While Android 9 did not support multi-zone audio, the Android audio teams explored several approaches to multi-zone audio. This section describes some of those approaches that might be helpful to system implementers building rear-seat entertainment (RSE) solutions in Android 9.
Use cases
- Radio in rear seats plays simultaneously with different media sources in front seats.
- Front seat passenger hears a different media source than the driver (e.g. passenger plays a game on their own screen while driver views navigation on the main screen).
- Four different, independent audio zones: Driver, front seat passenger, rear seat 1, rear-seat 2.
Limitations
Android 9 doesn't support multiple audio stacks (zones) or different priorities natively due to the following limitations:
- Android 9 does not provide APIs that enable applications to target a specific zone. Instead, applications must target the audio type (media, announcement, etc.), which is selected from a pre-defined set provided by Android. For example, Android does not currently support defining the audio type as media for target zone 2.
- Physical Streams (provided by the AudioFlinger/internal mixer) do not transport Context information (e.g. tagging within Logical Streams) after the mixing; preventing the Audio HAL from routing specific Logical Streams to different zones.
Scenario: Use multiple instances
This scenario uses multiple instances of Android automotive to effect multi-zone audio.
- Each zone has its own Android automotive instance that independently manages zone content. Hardware below the HAL combines and coordinates the output of multiple instances.
- Instances exist on distinct hardware (i.e. tablets in the rear seat) or share physical hardware via a hypervisor.
- Output is statically assigned to vehicle speakers using a single primary zone or dynamic assignments are made below the HAL.
- First-party party apps (installed in every instance) collaborate via a proprietary protocol to coordinate and route sounds to specific zones. Alternatively, use ChromeCast functionality to communicate across different instances and even devices.
Scenario: Target secondary zones
This scenario uses first-party applications to explicitly target secondary zones (which are ignored by Android).

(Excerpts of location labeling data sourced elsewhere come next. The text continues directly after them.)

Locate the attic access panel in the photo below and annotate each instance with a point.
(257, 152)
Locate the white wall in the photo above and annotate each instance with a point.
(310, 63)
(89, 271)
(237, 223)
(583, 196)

- OEM defines additional output audio device ports in
audio_policy_configuration.xml
. - First-party applications that implicitly know the vehicle configuration
can enumerate the available output ports and explicitly target any one of them
using the
AudioTrack.setPrefereceDevice()
API.
Scenario: Use audio policy rules
This scenario uses audio policy rules to dynamically add route-specific UIDs to additional audio devices.
- The audio routing engine defines routing rules based on the UID of the requesting application.
- A system-level service or launcher adds rules to send the output of a specific application (UID) to a specific device associated with a secondary zone.
- These specific devices are defined in addition to those provided for routing of the predefined audio contexts.